I very literally hide under blankies or sometimes the actual bed on my birthday because it falls on a huge noisy awful holiday and I hate it forever. Usually I will watch a movie that I really love and maybe eat a cupcake. I never let anyone come over or lure me out anywhere and by gum I like it like that.
posted by elizardbits at 6:46 PM on April 14, 2012

Not directly birthday related but from your comment about "I find it unsettling that I have no drive whatsoever to even do anything other than to sleep and stay at home doing nothing":

If it's been a long time for you (that might be a week or a month) since you've felt motivation to do something or motivation to be with other people in particular, it might be worth pushing yourself to do something you usually like. Sometimes people fall into a slump and it can help a lot to go out and do the things you enjoy.

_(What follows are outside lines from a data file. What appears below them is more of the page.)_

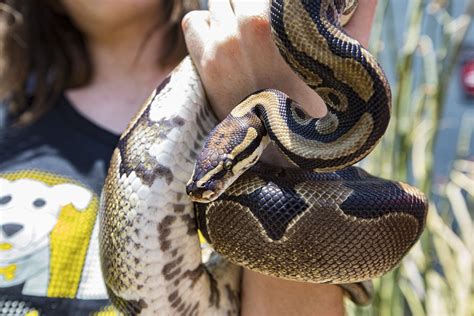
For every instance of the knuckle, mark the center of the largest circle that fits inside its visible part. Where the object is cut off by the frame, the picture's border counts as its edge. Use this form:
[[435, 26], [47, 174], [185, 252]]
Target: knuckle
[[255, 24], [188, 18]]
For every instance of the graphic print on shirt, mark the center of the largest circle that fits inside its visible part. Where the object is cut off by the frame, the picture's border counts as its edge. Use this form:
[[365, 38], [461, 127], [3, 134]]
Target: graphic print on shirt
[[46, 224]]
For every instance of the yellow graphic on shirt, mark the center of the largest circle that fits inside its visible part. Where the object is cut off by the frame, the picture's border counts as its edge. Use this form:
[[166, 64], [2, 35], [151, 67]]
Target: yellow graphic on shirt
[[48, 217], [32, 313], [8, 272]]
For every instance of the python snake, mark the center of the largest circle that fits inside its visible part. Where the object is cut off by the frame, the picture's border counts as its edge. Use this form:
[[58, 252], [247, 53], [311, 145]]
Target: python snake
[[336, 225]]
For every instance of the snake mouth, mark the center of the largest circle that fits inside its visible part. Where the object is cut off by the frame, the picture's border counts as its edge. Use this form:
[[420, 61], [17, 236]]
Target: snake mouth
[[200, 194]]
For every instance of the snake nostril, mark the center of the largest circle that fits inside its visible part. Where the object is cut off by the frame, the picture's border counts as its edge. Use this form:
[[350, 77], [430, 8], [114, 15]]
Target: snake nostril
[[11, 229]]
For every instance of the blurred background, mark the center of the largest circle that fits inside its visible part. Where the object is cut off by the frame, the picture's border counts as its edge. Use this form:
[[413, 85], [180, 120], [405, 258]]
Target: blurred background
[[427, 50]]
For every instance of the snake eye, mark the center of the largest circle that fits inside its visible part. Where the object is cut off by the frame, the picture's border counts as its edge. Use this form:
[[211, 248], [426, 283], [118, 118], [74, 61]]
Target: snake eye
[[228, 163]]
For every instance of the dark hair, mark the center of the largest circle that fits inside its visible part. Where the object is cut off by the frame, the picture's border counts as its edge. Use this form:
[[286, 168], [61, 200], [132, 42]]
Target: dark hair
[[42, 52]]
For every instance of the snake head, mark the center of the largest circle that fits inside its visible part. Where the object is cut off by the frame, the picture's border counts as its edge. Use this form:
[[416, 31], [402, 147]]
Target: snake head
[[231, 148], [213, 174]]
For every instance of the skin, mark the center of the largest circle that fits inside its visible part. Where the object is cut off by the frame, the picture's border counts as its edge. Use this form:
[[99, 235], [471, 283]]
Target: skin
[[233, 51]]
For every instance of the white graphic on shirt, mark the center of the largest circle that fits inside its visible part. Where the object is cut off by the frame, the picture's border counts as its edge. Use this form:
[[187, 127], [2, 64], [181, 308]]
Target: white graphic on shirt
[[29, 211]]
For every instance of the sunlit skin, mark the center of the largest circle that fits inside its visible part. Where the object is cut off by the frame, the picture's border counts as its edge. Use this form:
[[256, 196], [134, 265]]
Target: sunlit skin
[[233, 51]]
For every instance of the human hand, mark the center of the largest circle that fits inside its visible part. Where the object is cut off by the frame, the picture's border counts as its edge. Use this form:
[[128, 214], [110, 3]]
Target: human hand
[[232, 48]]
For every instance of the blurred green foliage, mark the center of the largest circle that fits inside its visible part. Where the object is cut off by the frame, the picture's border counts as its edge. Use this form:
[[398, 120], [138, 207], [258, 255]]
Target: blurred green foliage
[[436, 278]]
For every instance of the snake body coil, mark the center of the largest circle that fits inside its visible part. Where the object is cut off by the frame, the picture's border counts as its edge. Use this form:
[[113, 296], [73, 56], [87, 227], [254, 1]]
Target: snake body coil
[[334, 227]]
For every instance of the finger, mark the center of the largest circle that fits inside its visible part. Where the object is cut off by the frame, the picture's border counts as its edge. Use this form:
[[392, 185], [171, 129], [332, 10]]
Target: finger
[[196, 30], [222, 14], [360, 24], [251, 8]]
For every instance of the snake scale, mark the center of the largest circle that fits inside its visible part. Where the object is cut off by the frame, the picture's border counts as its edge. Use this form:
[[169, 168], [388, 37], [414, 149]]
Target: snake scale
[[330, 224]]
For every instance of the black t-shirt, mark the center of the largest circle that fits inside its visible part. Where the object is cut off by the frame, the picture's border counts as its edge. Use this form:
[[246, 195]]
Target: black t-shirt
[[51, 175]]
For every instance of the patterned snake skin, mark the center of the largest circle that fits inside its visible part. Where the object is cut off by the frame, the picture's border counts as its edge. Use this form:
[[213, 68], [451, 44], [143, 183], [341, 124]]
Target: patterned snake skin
[[341, 227]]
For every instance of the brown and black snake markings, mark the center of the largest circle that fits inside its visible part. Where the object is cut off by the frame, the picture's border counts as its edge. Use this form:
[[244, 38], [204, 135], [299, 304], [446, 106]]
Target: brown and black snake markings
[[322, 221]]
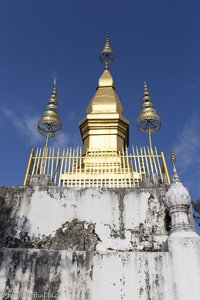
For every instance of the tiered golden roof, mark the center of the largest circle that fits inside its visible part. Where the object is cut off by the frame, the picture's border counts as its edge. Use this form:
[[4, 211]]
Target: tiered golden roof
[[50, 124], [105, 127]]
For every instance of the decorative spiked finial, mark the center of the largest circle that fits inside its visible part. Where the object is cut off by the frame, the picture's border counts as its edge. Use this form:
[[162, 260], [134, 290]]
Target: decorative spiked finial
[[175, 174], [148, 121], [106, 55], [50, 124]]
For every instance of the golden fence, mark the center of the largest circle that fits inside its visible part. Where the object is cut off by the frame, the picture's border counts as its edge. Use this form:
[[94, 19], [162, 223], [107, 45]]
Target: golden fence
[[115, 169]]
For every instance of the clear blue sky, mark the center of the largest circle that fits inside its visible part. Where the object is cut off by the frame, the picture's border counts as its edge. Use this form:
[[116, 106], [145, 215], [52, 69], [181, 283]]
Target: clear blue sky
[[154, 41]]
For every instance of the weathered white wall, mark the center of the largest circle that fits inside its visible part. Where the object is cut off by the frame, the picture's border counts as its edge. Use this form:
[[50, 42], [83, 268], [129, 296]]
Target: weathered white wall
[[95, 276], [120, 217], [122, 230]]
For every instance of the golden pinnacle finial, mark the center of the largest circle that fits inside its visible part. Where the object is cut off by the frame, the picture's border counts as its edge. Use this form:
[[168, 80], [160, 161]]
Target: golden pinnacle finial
[[148, 121], [173, 157], [106, 55], [175, 174], [50, 124], [54, 82]]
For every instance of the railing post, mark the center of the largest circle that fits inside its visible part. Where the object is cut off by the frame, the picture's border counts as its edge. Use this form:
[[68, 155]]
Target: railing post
[[28, 167]]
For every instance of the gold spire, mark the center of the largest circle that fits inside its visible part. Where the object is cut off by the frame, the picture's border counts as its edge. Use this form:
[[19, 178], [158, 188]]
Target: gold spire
[[106, 55], [148, 121], [175, 174], [104, 126], [50, 124]]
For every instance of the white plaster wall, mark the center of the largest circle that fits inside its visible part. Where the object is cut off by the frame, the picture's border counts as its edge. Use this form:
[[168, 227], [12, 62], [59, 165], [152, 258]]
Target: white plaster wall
[[114, 275], [47, 210]]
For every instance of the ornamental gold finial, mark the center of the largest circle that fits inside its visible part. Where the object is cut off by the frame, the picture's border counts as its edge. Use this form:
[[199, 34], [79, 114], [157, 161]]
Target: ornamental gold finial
[[175, 174], [106, 55], [50, 125], [148, 120]]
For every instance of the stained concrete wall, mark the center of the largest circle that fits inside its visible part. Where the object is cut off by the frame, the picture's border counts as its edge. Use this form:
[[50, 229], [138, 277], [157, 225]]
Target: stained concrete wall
[[93, 244], [83, 219]]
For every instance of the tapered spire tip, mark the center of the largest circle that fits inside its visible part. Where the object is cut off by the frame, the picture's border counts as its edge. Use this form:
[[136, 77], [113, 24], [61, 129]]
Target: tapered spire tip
[[106, 55]]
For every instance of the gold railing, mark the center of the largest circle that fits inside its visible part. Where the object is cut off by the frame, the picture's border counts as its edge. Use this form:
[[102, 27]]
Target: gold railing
[[71, 168]]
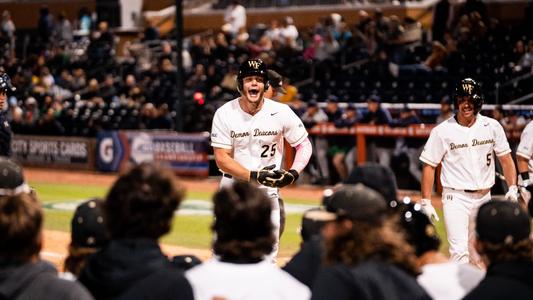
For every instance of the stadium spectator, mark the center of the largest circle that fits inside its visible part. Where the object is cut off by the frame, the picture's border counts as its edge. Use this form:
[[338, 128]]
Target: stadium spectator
[[88, 234], [243, 238], [442, 279], [23, 275], [367, 256], [138, 210], [379, 148], [503, 240]]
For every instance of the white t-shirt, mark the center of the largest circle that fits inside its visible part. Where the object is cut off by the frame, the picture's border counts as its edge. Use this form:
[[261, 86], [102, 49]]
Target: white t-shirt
[[219, 280], [256, 141], [449, 281], [466, 153], [525, 148]]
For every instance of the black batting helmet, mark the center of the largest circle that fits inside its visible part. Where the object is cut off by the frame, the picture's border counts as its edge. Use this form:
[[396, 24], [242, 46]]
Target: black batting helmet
[[252, 67], [5, 83], [469, 87]]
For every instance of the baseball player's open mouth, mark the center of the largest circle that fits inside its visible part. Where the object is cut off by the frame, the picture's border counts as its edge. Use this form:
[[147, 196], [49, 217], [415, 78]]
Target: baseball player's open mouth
[[253, 92]]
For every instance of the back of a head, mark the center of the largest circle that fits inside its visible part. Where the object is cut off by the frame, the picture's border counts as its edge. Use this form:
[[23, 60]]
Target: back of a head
[[503, 230], [21, 218], [242, 224], [421, 233], [141, 203], [376, 177]]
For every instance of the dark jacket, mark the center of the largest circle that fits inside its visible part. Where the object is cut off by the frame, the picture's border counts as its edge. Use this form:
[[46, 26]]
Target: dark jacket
[[368, 280], [5, 135], [305, 264], [510, 280], [37, 281], [123, 264]]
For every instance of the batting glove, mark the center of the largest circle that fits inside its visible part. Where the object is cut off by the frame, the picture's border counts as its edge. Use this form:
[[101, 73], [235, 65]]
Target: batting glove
[[429, 210], [285, 177], [264, 176], [524, 193], [512, 194]]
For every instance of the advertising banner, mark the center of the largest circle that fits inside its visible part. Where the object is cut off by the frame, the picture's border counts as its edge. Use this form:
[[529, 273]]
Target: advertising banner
[[185, 154], [54, 151]]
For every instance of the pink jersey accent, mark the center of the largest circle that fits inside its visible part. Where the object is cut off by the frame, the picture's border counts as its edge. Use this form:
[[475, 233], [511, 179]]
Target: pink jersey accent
[[303, 154]]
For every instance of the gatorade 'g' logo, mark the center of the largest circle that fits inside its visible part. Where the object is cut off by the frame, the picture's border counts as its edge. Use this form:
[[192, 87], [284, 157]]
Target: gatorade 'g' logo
[[254, 64], [468, 88]]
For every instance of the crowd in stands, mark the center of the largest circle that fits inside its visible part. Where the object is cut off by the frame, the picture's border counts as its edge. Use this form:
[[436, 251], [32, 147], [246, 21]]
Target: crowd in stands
[[74, 81], [362, 243]]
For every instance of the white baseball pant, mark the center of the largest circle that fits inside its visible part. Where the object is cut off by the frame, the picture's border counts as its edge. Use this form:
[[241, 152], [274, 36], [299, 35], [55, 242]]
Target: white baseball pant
[[460, 210]]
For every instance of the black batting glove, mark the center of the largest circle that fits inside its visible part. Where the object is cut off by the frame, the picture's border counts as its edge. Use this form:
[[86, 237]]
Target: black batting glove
[[265, 176], [285, 177]]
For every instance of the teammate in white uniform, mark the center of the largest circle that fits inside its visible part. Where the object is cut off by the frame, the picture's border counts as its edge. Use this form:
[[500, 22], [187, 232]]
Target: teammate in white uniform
[[248, 135], [524, 162], [465, 145]]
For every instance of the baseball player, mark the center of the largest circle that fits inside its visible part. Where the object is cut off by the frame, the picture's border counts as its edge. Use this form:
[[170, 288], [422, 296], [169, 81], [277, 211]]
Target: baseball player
[[465, 145], [5, 129], [524, 153], [247, 137]]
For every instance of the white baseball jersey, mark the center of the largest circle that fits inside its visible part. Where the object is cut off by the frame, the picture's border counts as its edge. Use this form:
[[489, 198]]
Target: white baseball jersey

Not necessarily the same party you throw every year, but just call up a friend whose company you enjoy and eat together or talk together or walk around downtown. And again not necessarily on the day of your birthday - but if you're finding that every day, all you want to do is lay on the bed and stare at the ceiling, that probably is something you'll be happier to fight.
posted by Lady Li at 11:28 PM on April 14, 2012

When I turned 17, I went out for a meal and then some drinks with my then-boyfriend. I didn't enjoy it - I remember crying into a gin and tonic because I was getting OLD. Perhaps it was the fuss that was made?

Nobody says you have to go out or whatever on your birthday. Hell, the best New Year's Eves I've had have been doing something quietly with close friends, and that's another night upon which you're meant to go out, get drunk and/or have The Best Night Ever. Stay in, invite your favourite people, have your favourite food and watch a stupid film.